In reality, this is the same approach large companies adopt in their operations, because addressing structural legal weaknesses early is significantly easier and less costly than attempting to correct them once the business has already grown.

A properly structured startup is easier to fund because ownership is clear. It is easier to partner with because contracts are enforceable. It is easier to defend because governance exists. It is easier to scale because risk is understood and managed early. 

This does not mean startups need excessive red tape at the idea stage. Founders should not spend their first year building policies instead of products. But there is a significant difference between strategic simplicity and unmanaged legal exposure. These legal and governance considerations should instead form part of a deliberate roadmap, with clear timelines, so that the business does not later find itself exposed at critical moments of growth, investment or regulatory scrutiny. 

Not every startup requires a full legal framework on day one, but every startup should understand which legal foundations become critical as scale, data, investment and operational demands increase. The objective is not perfection at inception, but intentional legal maturity as the business grows.

Some of the most valuable legal work in startups involves simple foundational disciplines: founder agreements, vesting structures, clean capitalisation tables, intellectual property ownership, employment documentation, data governance frameworks, proper commercial contracts, and scalable governance processes.

The scaling challenges of some Kenyan startups demonstrate that modern startup growth is no longer purely a technology challenge. It is simultaneously an operational, regulatory, governance and infrastructure challenge. As startups grow, legal architecture increasingly becomes part of business architecture. 

Ultimately, the future Kenyan unicorn may not necessarily be the startup that grows the fastest. It may be the startup whose structure can survive growth. 
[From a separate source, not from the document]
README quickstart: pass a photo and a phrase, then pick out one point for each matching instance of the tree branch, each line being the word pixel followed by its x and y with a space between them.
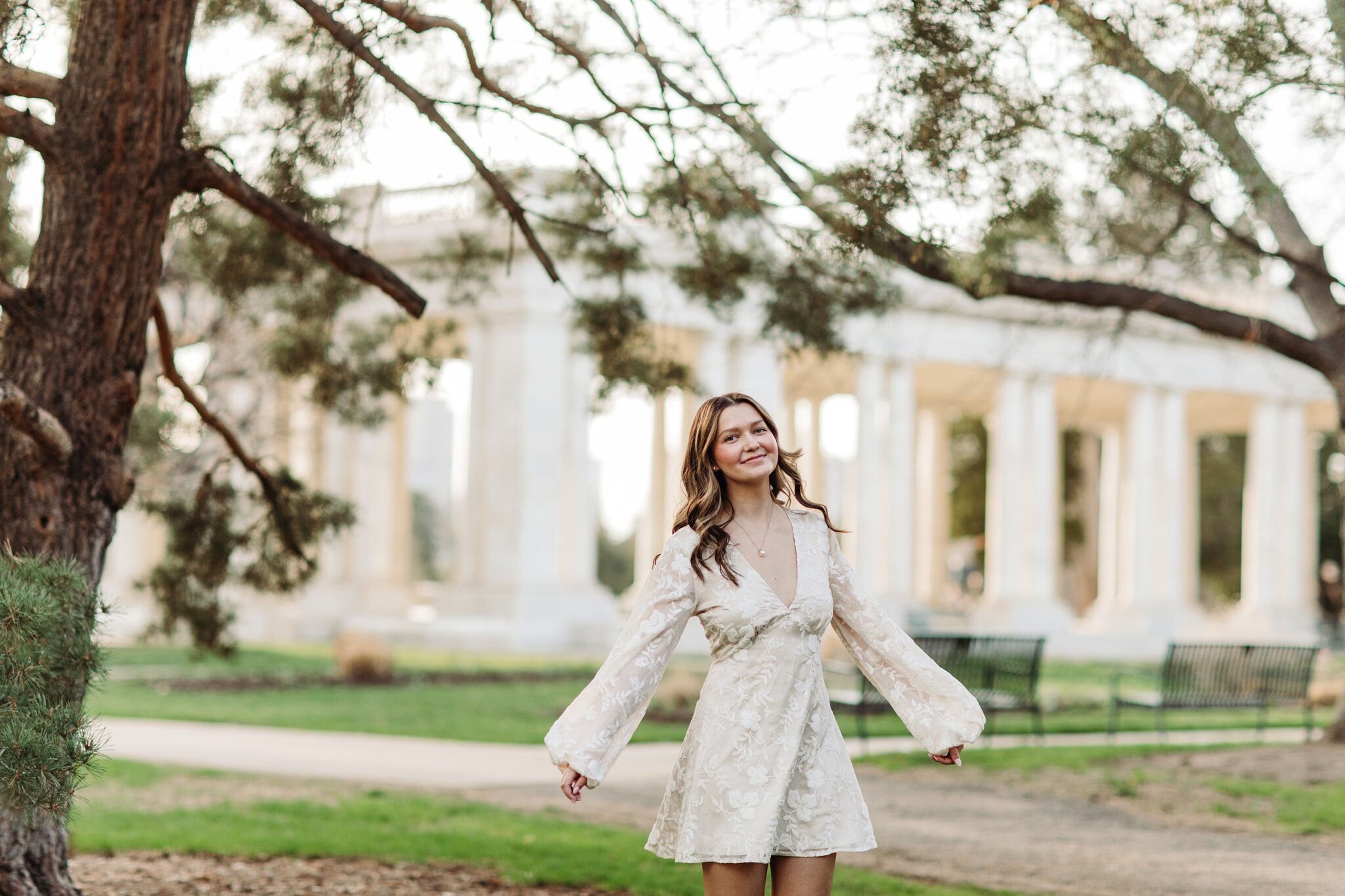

Growth is often the goal. The greater challenge lies in ensuring a startup is structurally prepared for it when it arrives, rather than allowing legal debt to quietly accumulate beneath the surface as the business scales.

Solomon Karanja Meru is an Advocate of the High Court of Kenya and a Partner at Meru & Njagi Advocates. His practice spans litigation, technology law, AI and data governance, with a keen interest in innovation, cybersecurity and the evolving startup ecosystem.